Today started at 5:20 am when I woke up with a start in a grungy guesthouse in Antigua, unable to recall my alarm going off at 4:45 am, groggy, the drums that proceed Semana Santa processions beating nearby, the only thought in my head: I´m going to miss it all!
A friend and I pulled on some clothes and ran outside in the half-dark to join other sleepy procession devotees. We raced past five or six sawdust alfombras, or carpets (which we saw people just beginning to start making at 11 pm the night before) and quickly spotted the purple robes of the men who line the parade route in the hundreds, a honor guard of sorts for the Jesus and Mary statues that would pass by, the backup singers of the float-carrying band of Catholics. The float-bearers were dressed as Roman soldiers, complete with matching leather sandals and staffs with metal points, and they swayed from side to side as they struggled to heave the heavy float, with Jesus and his cross perched atop amid thorns and ferns. Women dressed in black with black mantillas on their heads followed, carrying an equally formidable float that held a statue of the Virgin Mary, beautifully dressed in a blue cloak and looking quite serene despite the hundreds of vueltas around the streets she was about to undergo. As the sun came up, the crowds dissapated, off to breakfast and to prep for the continued processions throughout the day.

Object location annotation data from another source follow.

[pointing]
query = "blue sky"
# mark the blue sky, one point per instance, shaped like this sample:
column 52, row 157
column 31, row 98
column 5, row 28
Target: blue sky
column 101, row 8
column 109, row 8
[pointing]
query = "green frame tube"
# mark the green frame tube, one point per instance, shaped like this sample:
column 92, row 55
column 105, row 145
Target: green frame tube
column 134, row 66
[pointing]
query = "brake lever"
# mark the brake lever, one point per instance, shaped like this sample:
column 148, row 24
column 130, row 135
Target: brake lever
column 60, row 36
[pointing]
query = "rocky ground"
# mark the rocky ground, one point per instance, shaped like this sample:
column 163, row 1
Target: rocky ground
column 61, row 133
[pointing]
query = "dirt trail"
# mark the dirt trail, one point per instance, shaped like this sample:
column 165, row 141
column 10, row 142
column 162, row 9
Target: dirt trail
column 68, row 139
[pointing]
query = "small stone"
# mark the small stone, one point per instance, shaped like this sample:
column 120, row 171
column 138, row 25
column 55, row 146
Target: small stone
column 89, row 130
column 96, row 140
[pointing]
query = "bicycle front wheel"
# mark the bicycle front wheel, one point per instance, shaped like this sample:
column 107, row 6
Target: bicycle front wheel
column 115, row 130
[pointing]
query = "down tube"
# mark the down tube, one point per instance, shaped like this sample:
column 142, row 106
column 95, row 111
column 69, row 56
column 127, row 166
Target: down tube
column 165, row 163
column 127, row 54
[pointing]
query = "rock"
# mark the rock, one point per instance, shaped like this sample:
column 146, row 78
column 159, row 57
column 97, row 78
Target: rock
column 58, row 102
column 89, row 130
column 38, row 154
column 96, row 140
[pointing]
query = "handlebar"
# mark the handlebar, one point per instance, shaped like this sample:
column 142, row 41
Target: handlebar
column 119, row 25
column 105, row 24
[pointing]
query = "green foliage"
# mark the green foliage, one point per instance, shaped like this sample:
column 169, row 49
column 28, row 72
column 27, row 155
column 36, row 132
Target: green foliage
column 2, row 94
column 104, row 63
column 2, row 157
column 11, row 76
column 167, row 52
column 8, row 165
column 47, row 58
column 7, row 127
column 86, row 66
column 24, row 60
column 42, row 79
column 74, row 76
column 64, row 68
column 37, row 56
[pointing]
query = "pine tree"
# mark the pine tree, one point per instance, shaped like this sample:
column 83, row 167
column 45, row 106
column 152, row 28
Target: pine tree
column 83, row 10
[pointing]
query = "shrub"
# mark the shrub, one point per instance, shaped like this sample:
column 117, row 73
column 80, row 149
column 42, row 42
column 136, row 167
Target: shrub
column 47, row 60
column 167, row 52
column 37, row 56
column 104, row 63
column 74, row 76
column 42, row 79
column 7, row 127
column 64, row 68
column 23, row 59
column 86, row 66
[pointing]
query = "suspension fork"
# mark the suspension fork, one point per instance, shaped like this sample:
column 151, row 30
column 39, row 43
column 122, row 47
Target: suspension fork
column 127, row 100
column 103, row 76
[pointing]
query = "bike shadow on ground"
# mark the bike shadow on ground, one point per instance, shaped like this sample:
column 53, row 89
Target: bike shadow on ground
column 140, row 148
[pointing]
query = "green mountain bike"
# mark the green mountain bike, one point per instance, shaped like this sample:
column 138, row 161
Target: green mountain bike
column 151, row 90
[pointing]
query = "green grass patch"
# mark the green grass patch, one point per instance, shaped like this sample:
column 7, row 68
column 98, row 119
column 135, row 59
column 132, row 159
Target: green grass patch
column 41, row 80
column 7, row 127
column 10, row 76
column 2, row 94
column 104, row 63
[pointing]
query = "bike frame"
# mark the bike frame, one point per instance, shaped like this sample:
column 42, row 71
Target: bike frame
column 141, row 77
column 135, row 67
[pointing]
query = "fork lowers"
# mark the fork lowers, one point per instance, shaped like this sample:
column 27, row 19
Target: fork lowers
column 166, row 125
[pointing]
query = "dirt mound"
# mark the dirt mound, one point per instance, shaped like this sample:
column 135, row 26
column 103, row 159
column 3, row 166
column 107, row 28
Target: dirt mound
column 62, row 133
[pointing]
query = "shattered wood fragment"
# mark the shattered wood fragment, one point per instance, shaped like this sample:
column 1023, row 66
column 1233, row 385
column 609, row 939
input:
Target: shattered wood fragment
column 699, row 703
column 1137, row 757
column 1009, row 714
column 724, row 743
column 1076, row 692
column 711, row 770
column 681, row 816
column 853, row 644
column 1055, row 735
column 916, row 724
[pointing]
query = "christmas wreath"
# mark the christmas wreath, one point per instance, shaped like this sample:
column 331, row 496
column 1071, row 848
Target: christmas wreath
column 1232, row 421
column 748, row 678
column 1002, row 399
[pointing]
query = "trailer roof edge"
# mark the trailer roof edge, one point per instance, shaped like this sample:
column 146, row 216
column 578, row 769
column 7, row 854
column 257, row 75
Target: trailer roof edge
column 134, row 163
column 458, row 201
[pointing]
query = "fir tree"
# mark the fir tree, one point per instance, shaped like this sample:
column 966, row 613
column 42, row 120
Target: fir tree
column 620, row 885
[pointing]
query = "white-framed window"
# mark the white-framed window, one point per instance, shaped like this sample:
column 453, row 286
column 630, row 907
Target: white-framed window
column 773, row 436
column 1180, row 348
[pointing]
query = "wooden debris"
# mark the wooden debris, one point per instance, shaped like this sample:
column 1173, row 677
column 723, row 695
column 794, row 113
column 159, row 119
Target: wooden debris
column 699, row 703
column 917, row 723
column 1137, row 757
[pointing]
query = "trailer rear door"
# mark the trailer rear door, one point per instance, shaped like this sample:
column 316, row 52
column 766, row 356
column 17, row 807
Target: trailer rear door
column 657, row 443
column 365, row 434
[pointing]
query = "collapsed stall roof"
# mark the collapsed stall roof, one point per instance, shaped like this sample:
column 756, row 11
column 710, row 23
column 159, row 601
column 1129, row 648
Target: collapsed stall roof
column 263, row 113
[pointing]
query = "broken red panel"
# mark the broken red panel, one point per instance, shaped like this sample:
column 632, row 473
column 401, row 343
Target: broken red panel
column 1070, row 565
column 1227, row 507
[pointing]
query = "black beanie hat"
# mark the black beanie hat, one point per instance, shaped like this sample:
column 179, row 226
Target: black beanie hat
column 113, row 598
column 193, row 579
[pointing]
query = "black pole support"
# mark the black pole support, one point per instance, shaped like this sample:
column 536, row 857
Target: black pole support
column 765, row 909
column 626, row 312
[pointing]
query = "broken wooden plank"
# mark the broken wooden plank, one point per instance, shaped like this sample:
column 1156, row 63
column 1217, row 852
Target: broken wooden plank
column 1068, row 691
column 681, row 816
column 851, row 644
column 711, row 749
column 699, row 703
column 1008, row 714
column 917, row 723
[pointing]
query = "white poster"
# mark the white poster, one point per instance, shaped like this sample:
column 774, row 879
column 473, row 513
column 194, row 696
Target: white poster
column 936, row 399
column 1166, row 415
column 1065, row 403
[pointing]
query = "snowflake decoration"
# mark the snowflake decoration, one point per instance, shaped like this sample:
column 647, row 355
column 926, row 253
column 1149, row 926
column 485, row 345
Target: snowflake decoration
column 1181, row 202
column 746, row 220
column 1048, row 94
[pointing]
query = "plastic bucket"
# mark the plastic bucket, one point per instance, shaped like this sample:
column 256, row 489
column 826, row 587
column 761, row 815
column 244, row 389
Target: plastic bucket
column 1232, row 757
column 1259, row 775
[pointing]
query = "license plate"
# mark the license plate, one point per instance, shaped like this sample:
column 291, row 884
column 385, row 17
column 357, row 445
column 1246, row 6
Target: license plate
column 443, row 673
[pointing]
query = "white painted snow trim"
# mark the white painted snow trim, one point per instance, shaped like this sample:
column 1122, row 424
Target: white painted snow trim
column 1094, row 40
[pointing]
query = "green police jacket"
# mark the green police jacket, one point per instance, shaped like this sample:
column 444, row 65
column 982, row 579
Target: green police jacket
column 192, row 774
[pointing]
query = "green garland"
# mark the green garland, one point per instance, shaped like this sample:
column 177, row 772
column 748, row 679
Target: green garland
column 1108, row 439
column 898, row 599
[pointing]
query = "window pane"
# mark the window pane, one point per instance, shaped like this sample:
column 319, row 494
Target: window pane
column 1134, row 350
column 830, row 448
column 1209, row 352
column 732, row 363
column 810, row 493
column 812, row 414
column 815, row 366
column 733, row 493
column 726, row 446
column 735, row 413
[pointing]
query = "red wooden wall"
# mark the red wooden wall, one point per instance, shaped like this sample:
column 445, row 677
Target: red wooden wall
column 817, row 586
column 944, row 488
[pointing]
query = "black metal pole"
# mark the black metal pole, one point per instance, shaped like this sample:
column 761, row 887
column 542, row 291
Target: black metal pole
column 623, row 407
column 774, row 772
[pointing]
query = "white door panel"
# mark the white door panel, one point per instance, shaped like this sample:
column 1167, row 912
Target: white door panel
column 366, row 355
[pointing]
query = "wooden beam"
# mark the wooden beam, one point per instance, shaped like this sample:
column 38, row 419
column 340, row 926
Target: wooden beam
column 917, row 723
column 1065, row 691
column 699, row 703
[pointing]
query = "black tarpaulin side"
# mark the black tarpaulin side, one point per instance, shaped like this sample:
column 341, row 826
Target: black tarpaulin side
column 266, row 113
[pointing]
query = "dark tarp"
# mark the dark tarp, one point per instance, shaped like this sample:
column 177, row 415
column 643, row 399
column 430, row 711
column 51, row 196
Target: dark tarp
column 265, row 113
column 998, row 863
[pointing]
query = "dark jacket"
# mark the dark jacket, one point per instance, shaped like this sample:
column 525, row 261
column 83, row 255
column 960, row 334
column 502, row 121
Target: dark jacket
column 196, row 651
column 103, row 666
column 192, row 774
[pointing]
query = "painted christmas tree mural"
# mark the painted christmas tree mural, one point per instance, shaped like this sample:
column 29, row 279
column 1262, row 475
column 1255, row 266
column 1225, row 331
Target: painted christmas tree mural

At Bagel Barn I ate my first bagel since I´d been in the States in January and, enamored of the cream cheese, actually licked the last remaining bits out of the bowl in which it was served. Then my friends and I headed back to our room for a nap. When we woke we grabbed some lunch at a place that offered to let us screen a movie of our choice in a little back room. We watched ¨Chocolat.¨ It was an excellent break and we emerged rejuvenated and really in the mood for some good chocolate, which we later failed to find. However, the puffy fried balls of dough sold on the street--like munchkins but bigger and more deliciously glazed--sated our hunger for sweetness.
In the afternoon, I visited the ruins of the church on the main square, the destruction wrought by an earthquake in the 1700s. It was so peaceful--and free of people trying to sell me things, which is rare here. I´ve begun to think that all churches should have open ceilings. I suppose it´d be a bit inconvenient, but seeing the sky out of those large portholes in the desolate nave was really beautiful.
Walking back to the parque central to meet my friends, I cut through the present-day parish church, commonly referred to as a cathedral but evidently not actually one, and came upon crowds watching a statue of Jesus, formerly hung on a cross on the steps of the church, be incensed and blessed before being placed on an inclined bed on top of yet another huge float. A large group of men, dressed in black robes this time, hoisted it on their soldiers and left the church, beginning yet another procession through town. At that point, all of the alfombras had long been trampled, the colored mix of sawdust and pinebranches and fruits and flower petals shovled into dump trucks that follow the processions along their routes. But crowds still lined the sidewalks and street corners to see the statues go by.
Tonight the plan is for a relaxing dinner, drinks at the Irish pub here (we were there last night briefly but left shortly after the power went out), and then packing up for our bus ride back home, which begins at 3:30 am. I don´t think going to sleep is part of the plan. Blessed Good Friday, everybody.